Proposed MUX-2 is designed based on the configuration in Fig.4 . To get the differenet data points, we increase the the keeper ratio from 0.1 to 0.3. To improve the noise immunity of this circuit, we can use the minimum size devices for the NAND gate in proposec circui-2.
IV. PROPOSED HIGH FAN-IN COMPARATORS
The worst case for delay is when inputs A and B are different in only a single-bit position. In this case, only one of the evaluation paths conducts and discharges the precharge node. The worst case scenario for noise at the inputs is the case where all the inputs are low and receive the same noise in the evaluation phase. In the standard domino comparator, the keeper transistor is upsized from a keeper ratio of 1 to 2 in order to achieve different data points for delay and noise immunity. The standard domino comparator fails to operate for smaller keeper sizes because of high leakage in scaled technologies (70 nm). In this proposed circuit, the keeper size variations are very small. We changed the keeper size from minimum size to 0.15 to achieve data points. In fact, in proposed circuit the speed is almost independent of keeper size but it is due to Mn2 sizing. We can achieve even more speed by increasing the size of NMOS transistor Mn2. UNG is defined as the amplitude of input noise Vnoise that causes an equal amplitude noise pulse at Vout.
Our simulation results are obtained in the worst case corner of the 70-nm predictive technology at 0.9 V and 110°C. Meanwhile the proposed circuit has a better performance and also UNG compared with DiodeFooted domino logic [8] . To configure the proposed comparator-2, a configuration based on Fig.3 is designed (referred as proposed comparator-2) 
V. SIMULATION RESULTS
In this section, we study the behavior of our proposed circuits based on simulation results. The results are obtained using predictive technology model of 70nm technology at the temperature of 110C. The noise immunity metric used in our work is unity noise gain (UNG) [8] . UNG is the amount of DC noise at all inputs that result in the same amount of noise at the output noise [8] [9] [10] . Therefore, larger UNG indicate more noise (leakage) immunity. UNG of our proposed circuits is obtained by varying keeper transistor size from 0.3W EVAL to 1W EVAL (WEVAL being the width of evaluation transistors) for both circuits.The keeper ratio is defined as the size of keeper transistor to the size of evaluation transistors. The proposed circuit-1 shows very high UNG compared to other proposed circuits and higher speed than some existing designs [9] [10] [11] [12] [13] [14] [15] [16] [17] [18] . Therefore, the proposed circuit-1 has a higher performance and very high UNG over conventional domino circuits.
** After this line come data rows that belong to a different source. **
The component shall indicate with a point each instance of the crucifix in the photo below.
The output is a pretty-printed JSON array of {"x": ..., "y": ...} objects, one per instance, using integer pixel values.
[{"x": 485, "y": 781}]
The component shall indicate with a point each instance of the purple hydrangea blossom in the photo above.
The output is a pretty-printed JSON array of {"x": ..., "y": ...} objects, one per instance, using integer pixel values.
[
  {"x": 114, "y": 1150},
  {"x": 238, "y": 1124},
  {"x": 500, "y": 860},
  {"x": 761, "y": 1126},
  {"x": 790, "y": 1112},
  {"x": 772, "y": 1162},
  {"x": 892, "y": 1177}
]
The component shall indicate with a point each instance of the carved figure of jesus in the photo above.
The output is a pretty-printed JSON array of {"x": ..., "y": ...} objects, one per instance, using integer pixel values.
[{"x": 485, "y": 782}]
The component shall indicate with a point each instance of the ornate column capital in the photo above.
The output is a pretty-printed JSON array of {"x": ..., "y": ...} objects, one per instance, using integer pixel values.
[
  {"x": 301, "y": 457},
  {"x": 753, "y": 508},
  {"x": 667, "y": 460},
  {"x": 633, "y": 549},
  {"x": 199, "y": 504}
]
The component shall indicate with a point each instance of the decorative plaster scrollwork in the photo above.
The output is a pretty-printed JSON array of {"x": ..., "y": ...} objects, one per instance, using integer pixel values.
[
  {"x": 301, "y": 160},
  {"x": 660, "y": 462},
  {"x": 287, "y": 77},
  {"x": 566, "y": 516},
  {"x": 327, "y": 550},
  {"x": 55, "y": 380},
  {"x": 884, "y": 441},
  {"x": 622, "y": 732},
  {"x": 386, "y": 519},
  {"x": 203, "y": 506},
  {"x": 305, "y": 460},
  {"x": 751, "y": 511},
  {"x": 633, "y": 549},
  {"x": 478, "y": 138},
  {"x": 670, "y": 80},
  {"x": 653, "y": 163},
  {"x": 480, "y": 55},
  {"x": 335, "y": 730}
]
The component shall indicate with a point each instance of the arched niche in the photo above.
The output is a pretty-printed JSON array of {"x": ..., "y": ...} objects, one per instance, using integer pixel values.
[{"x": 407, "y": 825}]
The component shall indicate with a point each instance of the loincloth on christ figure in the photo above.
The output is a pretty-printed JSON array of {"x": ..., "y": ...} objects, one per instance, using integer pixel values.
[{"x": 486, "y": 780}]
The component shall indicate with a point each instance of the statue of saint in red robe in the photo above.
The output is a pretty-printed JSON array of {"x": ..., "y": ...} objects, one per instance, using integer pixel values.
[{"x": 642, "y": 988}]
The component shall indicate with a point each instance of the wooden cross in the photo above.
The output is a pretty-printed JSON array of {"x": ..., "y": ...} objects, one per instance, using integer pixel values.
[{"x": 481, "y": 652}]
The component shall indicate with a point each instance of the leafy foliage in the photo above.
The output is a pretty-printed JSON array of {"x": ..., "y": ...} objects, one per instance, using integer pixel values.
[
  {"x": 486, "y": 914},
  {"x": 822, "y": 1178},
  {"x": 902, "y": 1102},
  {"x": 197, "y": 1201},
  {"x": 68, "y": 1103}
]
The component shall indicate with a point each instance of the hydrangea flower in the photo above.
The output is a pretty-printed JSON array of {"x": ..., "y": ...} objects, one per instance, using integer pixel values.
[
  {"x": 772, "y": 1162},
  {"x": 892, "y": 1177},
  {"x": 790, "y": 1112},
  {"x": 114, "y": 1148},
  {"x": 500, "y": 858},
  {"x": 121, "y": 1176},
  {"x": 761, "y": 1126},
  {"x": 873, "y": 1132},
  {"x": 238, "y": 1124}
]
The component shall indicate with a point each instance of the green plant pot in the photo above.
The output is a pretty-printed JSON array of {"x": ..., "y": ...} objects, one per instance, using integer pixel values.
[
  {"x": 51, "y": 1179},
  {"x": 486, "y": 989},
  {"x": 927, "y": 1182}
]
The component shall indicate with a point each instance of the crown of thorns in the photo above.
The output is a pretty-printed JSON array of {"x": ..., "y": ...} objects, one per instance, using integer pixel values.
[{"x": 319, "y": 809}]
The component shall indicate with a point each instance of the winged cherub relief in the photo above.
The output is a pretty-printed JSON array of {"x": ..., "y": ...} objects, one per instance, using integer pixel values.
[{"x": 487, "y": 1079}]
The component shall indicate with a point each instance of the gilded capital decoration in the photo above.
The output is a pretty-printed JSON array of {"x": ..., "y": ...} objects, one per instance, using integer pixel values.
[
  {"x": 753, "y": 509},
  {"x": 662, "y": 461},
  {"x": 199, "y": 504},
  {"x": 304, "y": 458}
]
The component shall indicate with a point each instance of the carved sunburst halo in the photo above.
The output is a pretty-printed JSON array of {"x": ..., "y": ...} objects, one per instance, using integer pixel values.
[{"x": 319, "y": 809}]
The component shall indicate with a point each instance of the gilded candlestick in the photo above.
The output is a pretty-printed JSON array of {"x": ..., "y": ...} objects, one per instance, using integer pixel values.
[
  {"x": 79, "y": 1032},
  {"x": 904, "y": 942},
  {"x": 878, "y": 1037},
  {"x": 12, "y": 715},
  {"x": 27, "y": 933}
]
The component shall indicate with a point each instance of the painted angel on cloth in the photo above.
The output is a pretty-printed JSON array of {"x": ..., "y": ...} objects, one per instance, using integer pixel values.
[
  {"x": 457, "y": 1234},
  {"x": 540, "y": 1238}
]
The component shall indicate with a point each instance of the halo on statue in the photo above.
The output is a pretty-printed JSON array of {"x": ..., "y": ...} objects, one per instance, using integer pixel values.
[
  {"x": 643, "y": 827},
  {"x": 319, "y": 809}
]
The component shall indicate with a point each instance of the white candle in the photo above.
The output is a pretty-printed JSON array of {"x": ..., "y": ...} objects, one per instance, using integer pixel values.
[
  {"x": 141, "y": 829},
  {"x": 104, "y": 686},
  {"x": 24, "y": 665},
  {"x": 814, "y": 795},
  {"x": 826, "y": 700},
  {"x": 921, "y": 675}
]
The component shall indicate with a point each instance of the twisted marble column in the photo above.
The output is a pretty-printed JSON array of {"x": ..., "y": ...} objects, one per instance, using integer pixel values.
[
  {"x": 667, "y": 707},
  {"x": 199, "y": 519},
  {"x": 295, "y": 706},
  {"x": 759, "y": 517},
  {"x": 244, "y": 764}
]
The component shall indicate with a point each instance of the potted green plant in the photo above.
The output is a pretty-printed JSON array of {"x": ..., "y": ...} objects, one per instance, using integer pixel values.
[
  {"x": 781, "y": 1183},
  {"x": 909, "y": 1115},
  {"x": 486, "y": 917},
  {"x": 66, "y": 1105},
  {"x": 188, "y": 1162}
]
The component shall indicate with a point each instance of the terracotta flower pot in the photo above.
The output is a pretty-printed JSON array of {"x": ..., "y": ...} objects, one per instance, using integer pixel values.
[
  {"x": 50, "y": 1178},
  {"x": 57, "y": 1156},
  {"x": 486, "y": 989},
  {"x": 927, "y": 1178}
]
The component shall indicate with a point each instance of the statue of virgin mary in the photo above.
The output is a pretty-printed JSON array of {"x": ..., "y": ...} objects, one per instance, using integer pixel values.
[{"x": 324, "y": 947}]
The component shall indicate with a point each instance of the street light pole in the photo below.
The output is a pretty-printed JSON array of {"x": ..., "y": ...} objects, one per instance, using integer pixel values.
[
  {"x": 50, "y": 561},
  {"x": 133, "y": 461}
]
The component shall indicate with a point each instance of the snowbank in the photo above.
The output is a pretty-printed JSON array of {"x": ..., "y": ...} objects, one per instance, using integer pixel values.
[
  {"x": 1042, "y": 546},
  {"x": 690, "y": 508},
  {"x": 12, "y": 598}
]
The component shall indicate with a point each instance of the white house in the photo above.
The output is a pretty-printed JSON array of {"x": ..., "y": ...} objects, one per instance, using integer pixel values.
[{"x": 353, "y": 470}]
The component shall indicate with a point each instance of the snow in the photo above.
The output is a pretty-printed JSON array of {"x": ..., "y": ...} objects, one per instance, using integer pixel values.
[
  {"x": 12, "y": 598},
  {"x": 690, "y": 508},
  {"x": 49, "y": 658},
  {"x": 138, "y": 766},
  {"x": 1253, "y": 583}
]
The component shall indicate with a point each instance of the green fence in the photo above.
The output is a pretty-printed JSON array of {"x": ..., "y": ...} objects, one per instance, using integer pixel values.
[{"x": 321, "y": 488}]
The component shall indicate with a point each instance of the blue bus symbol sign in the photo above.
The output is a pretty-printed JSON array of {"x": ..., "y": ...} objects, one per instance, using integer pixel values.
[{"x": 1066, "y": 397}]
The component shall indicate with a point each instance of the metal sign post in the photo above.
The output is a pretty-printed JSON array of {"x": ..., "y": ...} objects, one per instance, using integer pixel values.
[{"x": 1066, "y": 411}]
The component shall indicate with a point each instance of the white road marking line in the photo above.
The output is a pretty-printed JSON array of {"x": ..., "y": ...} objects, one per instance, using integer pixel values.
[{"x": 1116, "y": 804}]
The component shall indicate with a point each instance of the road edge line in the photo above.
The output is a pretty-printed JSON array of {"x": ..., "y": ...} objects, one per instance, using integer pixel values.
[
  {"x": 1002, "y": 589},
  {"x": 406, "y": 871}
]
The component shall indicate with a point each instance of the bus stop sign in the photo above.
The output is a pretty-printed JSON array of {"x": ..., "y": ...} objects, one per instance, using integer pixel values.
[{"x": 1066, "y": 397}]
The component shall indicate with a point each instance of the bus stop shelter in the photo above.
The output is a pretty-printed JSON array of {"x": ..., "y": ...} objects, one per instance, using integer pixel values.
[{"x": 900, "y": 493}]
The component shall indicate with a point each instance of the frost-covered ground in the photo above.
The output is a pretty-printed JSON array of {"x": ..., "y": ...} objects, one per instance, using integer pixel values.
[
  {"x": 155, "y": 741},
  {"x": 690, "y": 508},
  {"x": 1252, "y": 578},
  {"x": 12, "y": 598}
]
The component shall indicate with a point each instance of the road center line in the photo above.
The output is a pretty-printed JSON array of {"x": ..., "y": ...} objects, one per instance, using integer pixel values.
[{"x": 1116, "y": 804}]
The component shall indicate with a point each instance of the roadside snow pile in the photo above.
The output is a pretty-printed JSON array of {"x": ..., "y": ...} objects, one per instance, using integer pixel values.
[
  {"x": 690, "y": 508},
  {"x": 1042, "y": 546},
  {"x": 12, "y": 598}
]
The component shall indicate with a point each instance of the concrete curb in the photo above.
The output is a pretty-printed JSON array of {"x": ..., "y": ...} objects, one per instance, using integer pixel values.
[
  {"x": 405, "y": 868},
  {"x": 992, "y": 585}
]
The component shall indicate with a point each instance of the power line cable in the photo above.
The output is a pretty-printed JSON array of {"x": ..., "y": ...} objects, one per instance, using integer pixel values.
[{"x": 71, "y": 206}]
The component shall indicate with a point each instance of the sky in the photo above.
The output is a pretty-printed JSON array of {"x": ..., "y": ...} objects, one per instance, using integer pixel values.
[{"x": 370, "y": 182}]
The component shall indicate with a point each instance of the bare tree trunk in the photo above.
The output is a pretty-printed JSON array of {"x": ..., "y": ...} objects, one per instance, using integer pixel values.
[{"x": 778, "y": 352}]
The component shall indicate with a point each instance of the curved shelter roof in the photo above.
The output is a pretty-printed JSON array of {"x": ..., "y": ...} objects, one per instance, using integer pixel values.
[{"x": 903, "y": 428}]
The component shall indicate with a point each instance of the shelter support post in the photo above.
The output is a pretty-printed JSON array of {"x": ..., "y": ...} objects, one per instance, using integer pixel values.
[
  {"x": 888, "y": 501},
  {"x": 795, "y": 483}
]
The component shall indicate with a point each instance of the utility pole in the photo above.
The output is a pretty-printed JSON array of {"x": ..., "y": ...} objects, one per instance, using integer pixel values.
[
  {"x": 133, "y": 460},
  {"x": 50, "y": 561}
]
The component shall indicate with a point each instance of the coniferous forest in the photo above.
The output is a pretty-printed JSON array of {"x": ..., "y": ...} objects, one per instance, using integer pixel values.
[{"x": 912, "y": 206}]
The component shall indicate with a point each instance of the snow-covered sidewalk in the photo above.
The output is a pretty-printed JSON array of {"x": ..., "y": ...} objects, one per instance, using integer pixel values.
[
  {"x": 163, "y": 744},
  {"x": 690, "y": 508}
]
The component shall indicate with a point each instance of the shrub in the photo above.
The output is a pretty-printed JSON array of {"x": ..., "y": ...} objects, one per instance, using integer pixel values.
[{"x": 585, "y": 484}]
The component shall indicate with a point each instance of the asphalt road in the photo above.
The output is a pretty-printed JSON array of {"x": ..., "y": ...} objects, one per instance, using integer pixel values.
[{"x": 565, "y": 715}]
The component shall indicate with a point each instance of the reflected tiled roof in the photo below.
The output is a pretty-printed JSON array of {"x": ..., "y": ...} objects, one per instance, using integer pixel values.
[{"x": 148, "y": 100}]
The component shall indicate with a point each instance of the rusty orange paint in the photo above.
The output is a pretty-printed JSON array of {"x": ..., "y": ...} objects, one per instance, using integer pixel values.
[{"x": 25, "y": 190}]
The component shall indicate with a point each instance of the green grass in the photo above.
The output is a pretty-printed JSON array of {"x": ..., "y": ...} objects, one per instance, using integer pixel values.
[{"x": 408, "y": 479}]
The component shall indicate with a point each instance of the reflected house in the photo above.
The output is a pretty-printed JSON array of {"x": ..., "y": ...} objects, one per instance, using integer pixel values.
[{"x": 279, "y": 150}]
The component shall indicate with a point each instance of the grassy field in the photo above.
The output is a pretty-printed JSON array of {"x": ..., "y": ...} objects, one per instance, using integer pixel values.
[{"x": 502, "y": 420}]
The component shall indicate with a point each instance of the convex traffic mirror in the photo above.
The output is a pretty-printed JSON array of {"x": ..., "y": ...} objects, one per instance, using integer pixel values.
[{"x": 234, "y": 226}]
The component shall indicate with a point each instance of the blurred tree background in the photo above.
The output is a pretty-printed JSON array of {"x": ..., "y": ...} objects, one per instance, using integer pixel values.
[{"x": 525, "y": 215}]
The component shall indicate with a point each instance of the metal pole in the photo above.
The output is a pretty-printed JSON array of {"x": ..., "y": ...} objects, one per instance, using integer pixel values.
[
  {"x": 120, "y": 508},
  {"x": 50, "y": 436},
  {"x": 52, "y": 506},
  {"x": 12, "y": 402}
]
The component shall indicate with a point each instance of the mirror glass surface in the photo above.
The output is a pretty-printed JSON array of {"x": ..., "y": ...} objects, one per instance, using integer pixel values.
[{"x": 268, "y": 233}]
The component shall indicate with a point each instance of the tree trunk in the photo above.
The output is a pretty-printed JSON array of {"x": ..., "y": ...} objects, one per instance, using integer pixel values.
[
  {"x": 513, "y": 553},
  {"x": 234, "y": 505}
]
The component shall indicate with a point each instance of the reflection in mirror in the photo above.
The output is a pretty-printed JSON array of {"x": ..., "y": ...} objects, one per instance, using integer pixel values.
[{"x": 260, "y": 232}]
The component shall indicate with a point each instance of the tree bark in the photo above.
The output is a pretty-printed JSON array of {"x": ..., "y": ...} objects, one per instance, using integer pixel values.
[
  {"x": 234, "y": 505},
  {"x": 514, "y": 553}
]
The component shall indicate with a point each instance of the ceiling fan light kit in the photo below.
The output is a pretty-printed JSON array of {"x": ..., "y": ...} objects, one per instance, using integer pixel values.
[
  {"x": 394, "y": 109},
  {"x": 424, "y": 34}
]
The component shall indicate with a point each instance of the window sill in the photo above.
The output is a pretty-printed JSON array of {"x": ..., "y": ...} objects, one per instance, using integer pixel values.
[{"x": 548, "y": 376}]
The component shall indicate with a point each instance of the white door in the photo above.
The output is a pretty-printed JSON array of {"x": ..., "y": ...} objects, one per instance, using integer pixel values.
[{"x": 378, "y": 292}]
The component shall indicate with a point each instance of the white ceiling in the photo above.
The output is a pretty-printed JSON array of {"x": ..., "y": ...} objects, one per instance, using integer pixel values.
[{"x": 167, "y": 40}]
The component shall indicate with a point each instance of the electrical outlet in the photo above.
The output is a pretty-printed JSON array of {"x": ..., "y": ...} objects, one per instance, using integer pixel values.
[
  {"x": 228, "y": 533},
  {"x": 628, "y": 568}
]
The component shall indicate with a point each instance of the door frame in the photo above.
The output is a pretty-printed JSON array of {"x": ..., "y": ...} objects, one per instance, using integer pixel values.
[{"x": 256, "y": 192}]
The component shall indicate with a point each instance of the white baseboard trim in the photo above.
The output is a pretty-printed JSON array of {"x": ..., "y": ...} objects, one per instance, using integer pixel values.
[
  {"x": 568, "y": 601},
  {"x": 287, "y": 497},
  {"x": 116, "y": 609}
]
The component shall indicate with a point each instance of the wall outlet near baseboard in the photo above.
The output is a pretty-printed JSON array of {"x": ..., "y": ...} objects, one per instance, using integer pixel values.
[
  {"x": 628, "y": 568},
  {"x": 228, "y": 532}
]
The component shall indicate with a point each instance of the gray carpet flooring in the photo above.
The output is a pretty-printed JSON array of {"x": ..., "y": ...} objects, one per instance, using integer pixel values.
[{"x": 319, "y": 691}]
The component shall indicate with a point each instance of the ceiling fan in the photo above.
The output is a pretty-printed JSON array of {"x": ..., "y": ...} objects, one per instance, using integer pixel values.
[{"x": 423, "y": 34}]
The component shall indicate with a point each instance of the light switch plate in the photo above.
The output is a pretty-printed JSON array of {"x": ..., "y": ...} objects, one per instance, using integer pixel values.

Results show that the improvement of UNG for our proposed circuits compared to conventional circuits is as large as 26X. In addition, speed of our proposed circuit is acceptable and it shows 20% improvement for some cases. In proposed circuit-2 the perfomance is increased significantly due the added configuration that improves discharging the dynamic node during the evaluation phase (when at least one of the input signals is high). But the UNG of this circuit is lower than proposec circuit-1. In the evaluation mode with all inputs zero, we observed that the subthreshold leakage current has reduced significantly in our circuits. In our proposed circuits, by sizing transistors precisely, we can get less power dissipation compared to conventional circuits. Simulation results show that the power dissipation of our proposed circuits is lower compared to other domino logic circuits. The proposed circuits have employed small devices for the evaluation network, and therefore, the areas of our proposed circuits are less comparing with conventional circuits [6] .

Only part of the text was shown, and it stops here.